Lettre d’Amérique – le régime ‘locavore’
22 mai 2008,
Le Monde
Après les carnivores et les omnivores, une nouvelle espèce a fait irruption dans le paysage anthropologique américain: les ‘locavores’. Les membres de cette tribu ont fait voeu de ne manger que des produits locaux. Adieu café, riz, chocolat et huile d’olive: tout ce qui n’a pas été produit, préparé et emballé dans un rayon de 100 miles (160 km) est interdit de sééjour dans les assiettes.
Le new Oxford American Dictionary a fait de ‘locavore’ son mot de l’année 2007. Selon le responsable du dictionnaire, le choix 2007 reflète l’importance croissante du phénomène écologique dans la société américaine. Même le langage devient vert. En 2006 le mot retenu avait été ‘carbon neutral’.
La paternité de locavore est généralement attribuée à un groupe de quatre copines de San Francisco qui trouvait ridicule que la Californie importe des fraises alors qu’elle en produit pour l’exportation.

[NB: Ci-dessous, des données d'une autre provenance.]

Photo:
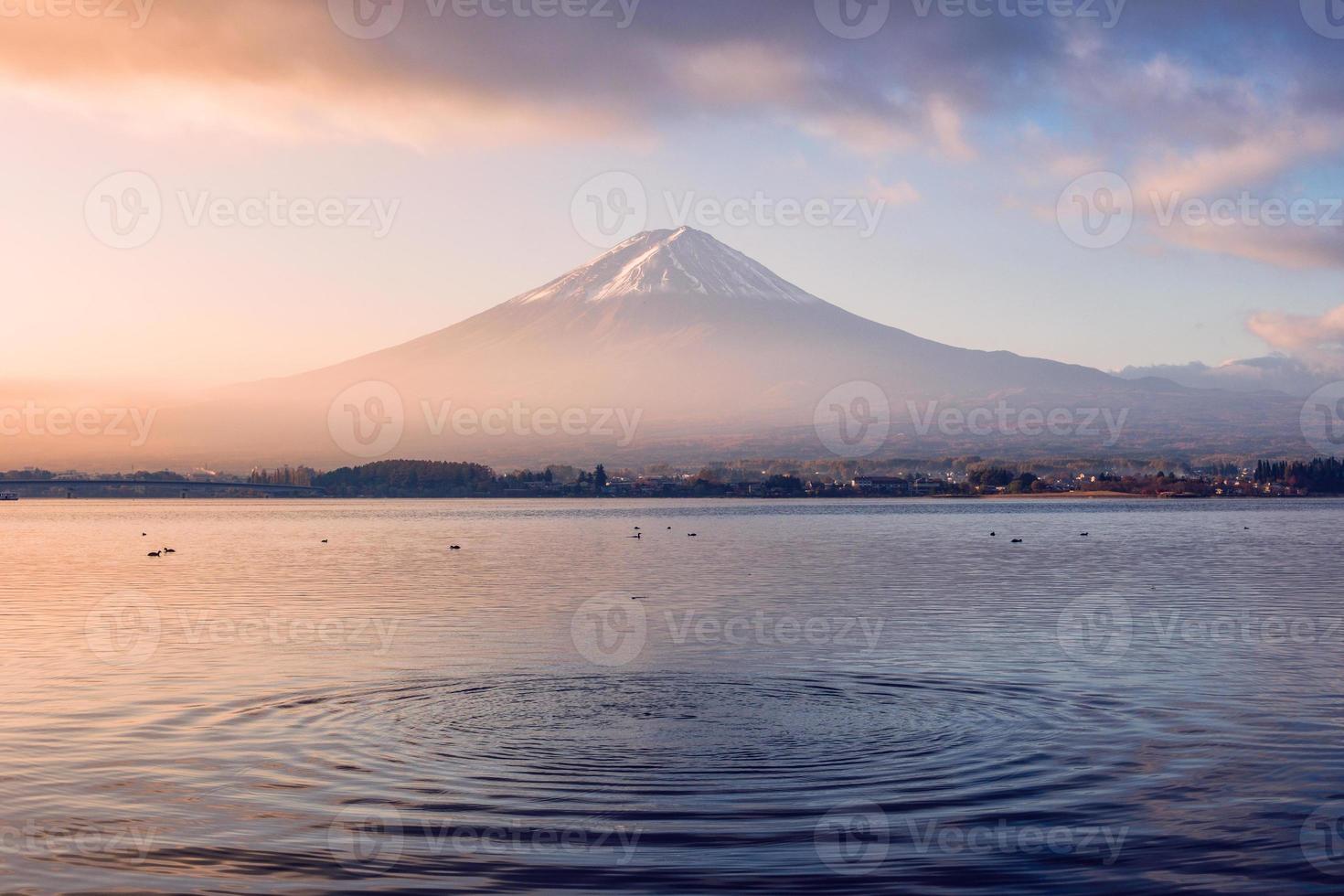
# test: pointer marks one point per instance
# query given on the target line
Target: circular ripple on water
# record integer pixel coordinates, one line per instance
(652, 747)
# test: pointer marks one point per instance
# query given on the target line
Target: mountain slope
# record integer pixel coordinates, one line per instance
(709, 352)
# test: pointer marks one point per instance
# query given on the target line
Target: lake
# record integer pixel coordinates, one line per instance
(806, 696)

Depuis, le mouvement s’est étendu à tout le pays. Son unité de référence est la ‘nourriture-kilomètre’, la distance parcourue de la ferme du producteur à l’assiette du consommateur. En moyenne: 2000 km. Selon les locavores, un verre de jus d’orange de Floride consommé à Chicago contient l’équivalent de deux verres de pétrole.
Le locavore n’a pas la vie facile. Le régime n’autorise pas le jus d’orange, sauf pour les résidents de Floride ou de Californie. L’hiver c’est vache maigre: la plupart des adeptes retournent à leurs supermarchés (bio, de préférence). Les groupes échangent des recettes. La glace aux haricots est un délice mais il faut faire bouillir soi-même les féculents (le bilan carbone interdit d’utiliser les produits en conserve). Les plus radicaux conseillent de supprimer purement et simplement la viande: si chaque américain devenait végétarien une fois par semaine, cela reviendrait à retirer 8 millions de voitures de la circulation, affirment-ils. Chaque locavore a le droit de choisir une ‘exception’; un petit privilège qui lui remonte le moral les jours de compote de rutabaga (du chocolat par exemple). Il est possible aussi de conserver sel, poivre et épices dans ses menus. C’est ‘l’exception Marco Polo’.
Les icônes du mouvement sont l’écrivain Barbara Kingsolver ou les deux canadiens James MacKinnon ou Alisa Smith, auteurs du livre The 100-mile Diet. Certains trouvent le raisonnement un peu simpliste: il est plus écologiste par exemple pour les New-Yorkais de boire du vin français, qui arrive par bateau, que du vin californien transporté par camion. Quant aux tiers-mondistes, ls déplorent que les locavores trahissent les communautés du Coasta Rica ou du Kenya avec lesquelles les chaînes de produits ‘bio’ ont conclu des marchés.